The 50-year-old money expert returned to the helm of the show and spent a chunk of the ITV news programme taking viewers’ questions as well as dishing out his best advice as millions prepared for some of the biggest price hikes in more than a decade ahead of the energy price cap which was introduced on April 1.
Now, in an interview with the BBC’s Political Thinking podcast, Martin expressed his desire for “more consensual, co-operative politics”. He told the podcast, hosted by Nick Robinson, that he was a member of the Liberal Democrats until the age of 24 but since then has been a “floating voter”.
He said that it was only a number of weeks ago that his attempt to become an independent peer was turned down by the House of Lords Appointments Commission. “I did this really silly thing and I was honest in the interview,” Martin admitted.
He said that he told the commission he could only offer a limited number of hours. “I’m very busy with my job, but most importantly, I have a nine-year-old daughter and until she is 13, my most important job from 6.30pm until 8pm at night is to be with her and put her to bed.
“I would see my role as being learning for three to five years, with limited input and then gradually over the next five to 10 years, committing more time to the House of Lords.”

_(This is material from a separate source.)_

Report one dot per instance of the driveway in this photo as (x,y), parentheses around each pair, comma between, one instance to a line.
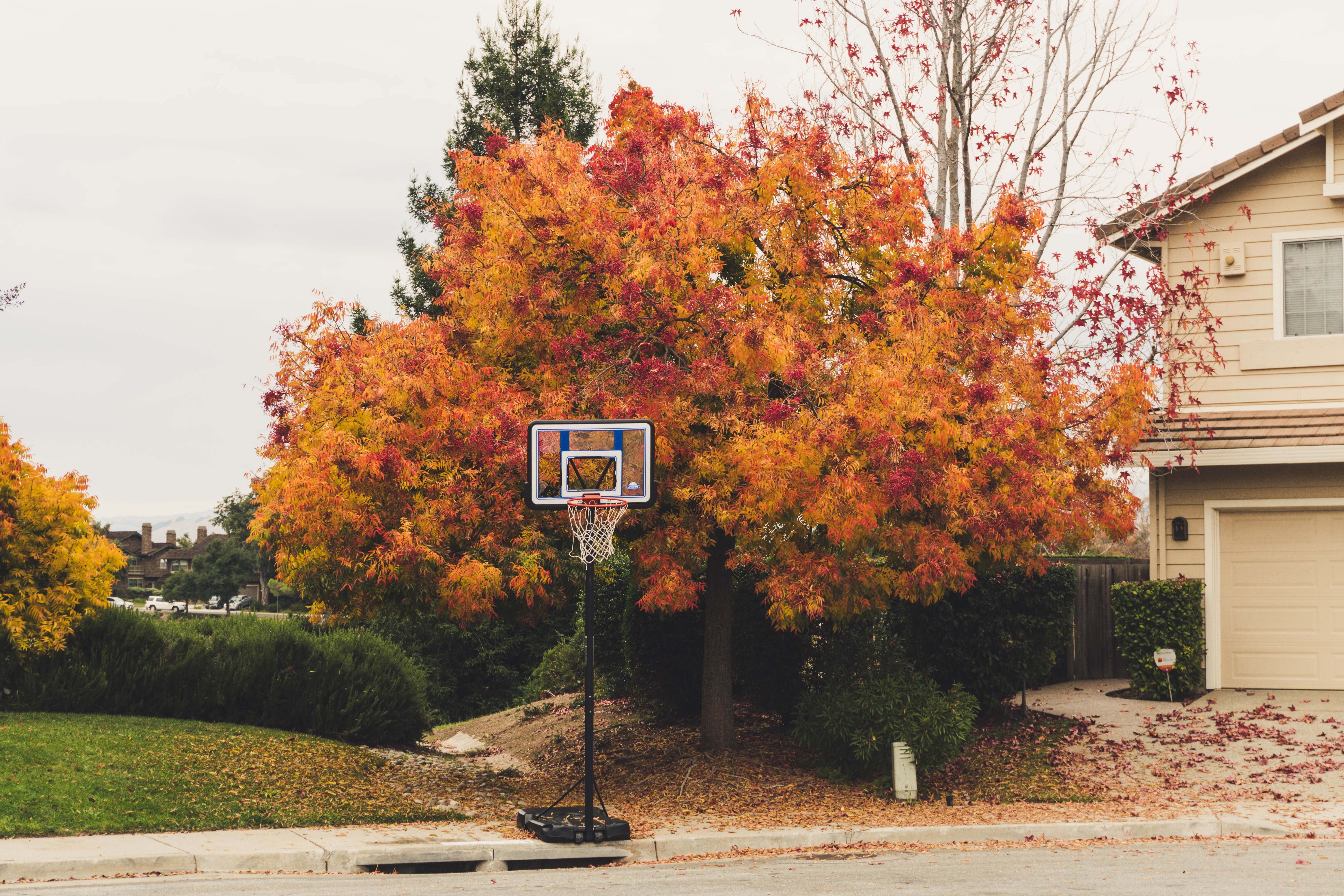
(1271,756)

He suggested that this may have represented a “stumbling block” to his application, although he said that the commission invited him to apply again in the future. I don’t think I was willing to give them the time that they felt was necessary to be in the Lords.”
A House of Lords spokesperson told the BBC, however, that appointments were “not determined on the basis of caring or family circumstances” and that “some very good candidates” were rejected.
While his latest move may have been rejected, Martin has made one political change so far this year. He successfully campaigned for scam ads are to be included in the Government’s Online Safety Bill, which was announced by the Department for Digital, Culture, Media and Sport back in March.
Late last year the consumer champion led a joint letter, signed by famous faces including Holly, Lorraine Kelly, and Robbie Williams, urging the Prime Minister to include paid scam adverts in the Online Safety Bill. At the time, paid scam advertising wasn’t set to be part of the bill unlike user-generated scams and a wide range of areas such as terrorism and child sexual exploitation.